Now, it’s a strange and bizarre feeling, like suddenly the house has dropped in Oz. “Oh!” and stillness … not even the chirp of a bird or rumble of distant Los Angeles traffic. It’s a euphoric feeling that seems fragile. All day today I sat at the computer and had to push away feelings that I should research one more possible agent, tighten one more passage in the manuscript, find one more hour in the day to focus on getting representation. It’s done. It happened. But what am I to do now that I no longer need to query?
- I can banish the whole wheat penicillin growing in my refrigerator.
- I can plan meals and actually take time to cook them.
- I can collect the sock balls and dust bunnies and send them off to their own heaven or hell.
- I can focus on friends, socializing and enjoying myself, even spend more time talking on the phone with family back east.
- I can seriously look into the promotional ideas in my notebook (because as we all know we should have an ever handy notebook for promotional ideas as we write our book, right?
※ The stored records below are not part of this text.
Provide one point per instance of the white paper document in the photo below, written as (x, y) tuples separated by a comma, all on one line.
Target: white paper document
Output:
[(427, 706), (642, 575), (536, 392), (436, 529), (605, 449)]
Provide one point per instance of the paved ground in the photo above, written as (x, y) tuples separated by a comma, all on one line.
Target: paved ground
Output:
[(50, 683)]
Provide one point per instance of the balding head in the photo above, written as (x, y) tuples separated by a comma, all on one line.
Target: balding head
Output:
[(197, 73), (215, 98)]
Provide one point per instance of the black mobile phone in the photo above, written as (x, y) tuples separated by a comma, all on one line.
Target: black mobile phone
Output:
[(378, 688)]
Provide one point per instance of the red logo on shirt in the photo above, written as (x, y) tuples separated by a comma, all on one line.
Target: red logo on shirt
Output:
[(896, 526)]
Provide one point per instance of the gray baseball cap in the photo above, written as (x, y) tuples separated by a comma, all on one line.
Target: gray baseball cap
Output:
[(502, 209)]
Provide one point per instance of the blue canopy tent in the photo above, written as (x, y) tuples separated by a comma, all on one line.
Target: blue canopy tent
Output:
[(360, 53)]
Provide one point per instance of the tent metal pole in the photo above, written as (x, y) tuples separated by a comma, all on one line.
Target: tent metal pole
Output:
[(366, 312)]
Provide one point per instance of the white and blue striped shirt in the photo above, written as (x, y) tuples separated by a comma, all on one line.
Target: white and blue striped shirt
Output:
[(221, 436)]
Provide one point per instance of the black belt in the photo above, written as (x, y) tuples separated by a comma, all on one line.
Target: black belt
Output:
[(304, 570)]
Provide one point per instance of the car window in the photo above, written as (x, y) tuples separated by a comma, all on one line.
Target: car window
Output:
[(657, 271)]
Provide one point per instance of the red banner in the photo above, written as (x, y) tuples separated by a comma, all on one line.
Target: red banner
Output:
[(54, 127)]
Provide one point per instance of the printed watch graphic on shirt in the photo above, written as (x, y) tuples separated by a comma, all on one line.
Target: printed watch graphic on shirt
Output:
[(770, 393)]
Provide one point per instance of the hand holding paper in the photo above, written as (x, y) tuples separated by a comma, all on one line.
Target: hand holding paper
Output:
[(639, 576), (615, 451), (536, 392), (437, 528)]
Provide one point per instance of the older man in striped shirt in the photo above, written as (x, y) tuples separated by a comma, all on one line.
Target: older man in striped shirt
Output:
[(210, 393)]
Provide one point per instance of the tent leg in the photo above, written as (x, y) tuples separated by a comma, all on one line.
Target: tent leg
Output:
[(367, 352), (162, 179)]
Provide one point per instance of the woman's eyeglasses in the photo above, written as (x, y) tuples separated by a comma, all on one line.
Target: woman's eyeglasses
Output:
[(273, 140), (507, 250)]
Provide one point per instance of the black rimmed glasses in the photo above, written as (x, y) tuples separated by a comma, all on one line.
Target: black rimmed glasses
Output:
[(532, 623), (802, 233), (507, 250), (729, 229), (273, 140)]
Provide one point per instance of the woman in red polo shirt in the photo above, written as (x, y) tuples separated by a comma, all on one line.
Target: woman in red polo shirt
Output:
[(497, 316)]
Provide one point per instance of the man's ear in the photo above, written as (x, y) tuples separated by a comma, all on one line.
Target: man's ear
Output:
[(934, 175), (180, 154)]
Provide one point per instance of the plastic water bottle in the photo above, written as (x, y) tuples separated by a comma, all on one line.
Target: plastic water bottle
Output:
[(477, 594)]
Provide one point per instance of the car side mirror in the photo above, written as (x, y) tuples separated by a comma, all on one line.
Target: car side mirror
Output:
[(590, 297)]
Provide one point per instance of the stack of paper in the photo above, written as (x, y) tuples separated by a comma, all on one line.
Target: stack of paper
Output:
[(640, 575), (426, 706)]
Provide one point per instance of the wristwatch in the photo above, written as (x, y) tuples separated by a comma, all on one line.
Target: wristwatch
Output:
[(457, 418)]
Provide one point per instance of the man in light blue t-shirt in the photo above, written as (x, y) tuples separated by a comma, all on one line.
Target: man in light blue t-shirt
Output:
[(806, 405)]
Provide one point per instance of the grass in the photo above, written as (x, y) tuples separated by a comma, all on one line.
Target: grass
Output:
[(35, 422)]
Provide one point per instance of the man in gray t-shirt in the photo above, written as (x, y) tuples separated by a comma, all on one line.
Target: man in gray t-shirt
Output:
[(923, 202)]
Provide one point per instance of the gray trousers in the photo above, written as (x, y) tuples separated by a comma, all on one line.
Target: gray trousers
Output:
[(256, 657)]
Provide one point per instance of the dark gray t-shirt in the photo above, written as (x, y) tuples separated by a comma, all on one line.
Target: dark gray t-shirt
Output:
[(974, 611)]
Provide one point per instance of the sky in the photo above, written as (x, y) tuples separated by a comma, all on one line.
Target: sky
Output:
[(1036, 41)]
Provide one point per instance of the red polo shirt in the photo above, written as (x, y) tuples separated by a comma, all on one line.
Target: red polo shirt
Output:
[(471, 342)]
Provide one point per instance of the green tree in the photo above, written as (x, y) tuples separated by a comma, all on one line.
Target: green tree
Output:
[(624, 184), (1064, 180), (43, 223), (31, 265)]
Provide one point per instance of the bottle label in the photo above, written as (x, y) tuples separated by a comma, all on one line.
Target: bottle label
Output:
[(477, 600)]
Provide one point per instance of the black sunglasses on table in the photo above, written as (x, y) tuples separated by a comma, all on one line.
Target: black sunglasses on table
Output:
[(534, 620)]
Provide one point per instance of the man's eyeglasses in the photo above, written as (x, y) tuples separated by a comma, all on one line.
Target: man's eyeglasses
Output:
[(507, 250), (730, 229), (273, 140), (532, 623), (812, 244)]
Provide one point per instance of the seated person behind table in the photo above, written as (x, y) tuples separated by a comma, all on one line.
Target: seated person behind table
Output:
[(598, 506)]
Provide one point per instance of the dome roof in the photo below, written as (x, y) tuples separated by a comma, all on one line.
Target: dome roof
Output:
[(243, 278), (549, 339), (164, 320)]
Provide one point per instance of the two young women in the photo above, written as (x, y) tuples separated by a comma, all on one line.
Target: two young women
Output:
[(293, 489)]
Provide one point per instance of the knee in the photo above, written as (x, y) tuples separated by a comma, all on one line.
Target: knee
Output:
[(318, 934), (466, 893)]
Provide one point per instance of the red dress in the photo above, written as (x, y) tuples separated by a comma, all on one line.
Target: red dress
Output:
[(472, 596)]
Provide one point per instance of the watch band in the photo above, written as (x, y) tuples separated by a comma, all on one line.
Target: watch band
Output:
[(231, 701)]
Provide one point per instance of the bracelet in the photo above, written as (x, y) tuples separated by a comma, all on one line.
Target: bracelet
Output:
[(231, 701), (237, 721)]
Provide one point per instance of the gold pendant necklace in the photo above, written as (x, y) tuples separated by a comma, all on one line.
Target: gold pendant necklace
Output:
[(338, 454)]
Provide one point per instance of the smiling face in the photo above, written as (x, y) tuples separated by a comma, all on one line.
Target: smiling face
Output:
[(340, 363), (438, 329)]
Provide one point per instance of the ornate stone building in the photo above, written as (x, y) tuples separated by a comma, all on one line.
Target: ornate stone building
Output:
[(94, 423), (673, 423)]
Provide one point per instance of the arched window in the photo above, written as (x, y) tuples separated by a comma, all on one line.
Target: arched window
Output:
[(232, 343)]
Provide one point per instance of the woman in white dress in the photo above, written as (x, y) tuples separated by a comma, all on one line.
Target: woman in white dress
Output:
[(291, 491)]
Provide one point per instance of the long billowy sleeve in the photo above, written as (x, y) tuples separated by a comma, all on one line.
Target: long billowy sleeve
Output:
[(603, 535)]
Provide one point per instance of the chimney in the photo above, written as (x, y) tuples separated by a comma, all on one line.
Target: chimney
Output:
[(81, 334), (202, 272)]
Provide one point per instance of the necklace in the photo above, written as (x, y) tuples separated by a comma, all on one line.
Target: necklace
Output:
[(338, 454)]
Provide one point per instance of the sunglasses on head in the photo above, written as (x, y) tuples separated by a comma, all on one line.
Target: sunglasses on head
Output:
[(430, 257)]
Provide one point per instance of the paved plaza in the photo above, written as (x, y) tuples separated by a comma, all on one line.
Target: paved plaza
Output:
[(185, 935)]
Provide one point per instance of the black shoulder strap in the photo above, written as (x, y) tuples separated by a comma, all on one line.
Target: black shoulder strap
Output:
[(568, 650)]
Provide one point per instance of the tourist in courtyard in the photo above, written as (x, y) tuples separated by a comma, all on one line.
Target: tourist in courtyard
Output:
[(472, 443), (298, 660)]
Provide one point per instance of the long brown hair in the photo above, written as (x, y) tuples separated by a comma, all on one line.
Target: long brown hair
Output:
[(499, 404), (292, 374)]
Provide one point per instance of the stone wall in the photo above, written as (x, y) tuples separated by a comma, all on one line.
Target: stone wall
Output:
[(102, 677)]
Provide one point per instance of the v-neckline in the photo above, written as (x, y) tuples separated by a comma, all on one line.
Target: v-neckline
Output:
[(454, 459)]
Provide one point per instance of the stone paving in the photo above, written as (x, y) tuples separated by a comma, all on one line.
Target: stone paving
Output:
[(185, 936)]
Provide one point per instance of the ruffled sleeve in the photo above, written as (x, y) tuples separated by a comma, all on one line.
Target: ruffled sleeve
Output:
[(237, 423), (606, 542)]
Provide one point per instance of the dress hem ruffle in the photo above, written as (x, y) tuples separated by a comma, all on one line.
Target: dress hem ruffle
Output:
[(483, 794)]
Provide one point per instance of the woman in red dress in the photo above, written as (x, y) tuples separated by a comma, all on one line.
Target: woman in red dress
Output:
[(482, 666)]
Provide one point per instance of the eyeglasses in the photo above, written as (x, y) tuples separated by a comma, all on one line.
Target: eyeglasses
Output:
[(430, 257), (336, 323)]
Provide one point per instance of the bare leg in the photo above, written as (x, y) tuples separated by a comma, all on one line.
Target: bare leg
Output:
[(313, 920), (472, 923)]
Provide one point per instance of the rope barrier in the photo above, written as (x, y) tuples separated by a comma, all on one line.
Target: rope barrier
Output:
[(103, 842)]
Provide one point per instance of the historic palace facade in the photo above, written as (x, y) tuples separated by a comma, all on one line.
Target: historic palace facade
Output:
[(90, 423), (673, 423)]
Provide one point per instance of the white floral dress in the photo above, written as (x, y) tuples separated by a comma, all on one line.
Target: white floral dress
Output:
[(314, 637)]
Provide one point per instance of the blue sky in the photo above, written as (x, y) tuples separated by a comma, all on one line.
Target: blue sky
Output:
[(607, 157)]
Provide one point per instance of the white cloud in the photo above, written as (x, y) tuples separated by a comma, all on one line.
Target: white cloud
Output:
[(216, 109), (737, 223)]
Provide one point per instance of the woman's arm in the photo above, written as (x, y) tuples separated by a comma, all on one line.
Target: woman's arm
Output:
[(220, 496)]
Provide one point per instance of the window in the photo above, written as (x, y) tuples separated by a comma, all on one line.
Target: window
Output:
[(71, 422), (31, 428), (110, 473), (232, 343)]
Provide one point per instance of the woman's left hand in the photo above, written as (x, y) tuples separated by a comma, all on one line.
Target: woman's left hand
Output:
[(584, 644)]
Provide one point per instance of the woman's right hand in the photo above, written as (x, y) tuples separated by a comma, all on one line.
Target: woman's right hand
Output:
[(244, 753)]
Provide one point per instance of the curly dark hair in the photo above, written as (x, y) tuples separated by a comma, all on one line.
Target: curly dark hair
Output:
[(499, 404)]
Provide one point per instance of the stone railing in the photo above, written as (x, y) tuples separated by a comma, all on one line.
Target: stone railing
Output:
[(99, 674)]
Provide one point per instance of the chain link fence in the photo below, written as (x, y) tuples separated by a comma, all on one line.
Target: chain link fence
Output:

See, I practice what I preach.)
- I can take Belly Dancing classes, since spending so much time at the computer has not only made me wider, but stiffer
- I can watch television. Really, there was a time I never watched TV, then I found I loved certain shows and over the past year, I discovered that even while watching those favorite programs, I was thinking of the book and querying. Now I can just relax and enjoy.
- I can sit in a chair other than my creaky old desk chair which has been trying to kill me … honest … I swear.
- I can take a weekend off! See, I almost never take a weekend. Ever. Saturdays and Sundays are just another work day for me. This weekend? Celebration in San Diego. Even though the weather prediction is rain, I’m excited to be getting out of traffic choked Los Angeles and visiting my less stressed friends down there.
- And finally … I can feel better. Less fearful. More confident as a writer.
The culture shock is mind boggling! I’ll enjoy this few days of R&R then back to the grindstone. I can attack my the other writing projects, the next book in the Cold in California series and proposals for my non-fiction books. And of course, I’ll be back to totally enjoy working with my publicity clients who are all authors.
Just … not quite yet. For now I smile a lot, even laugh.
And when I look in the mirror I actually wonder if I look different, like a writer with an agent, a writer that much closer to just maybe becoming an author.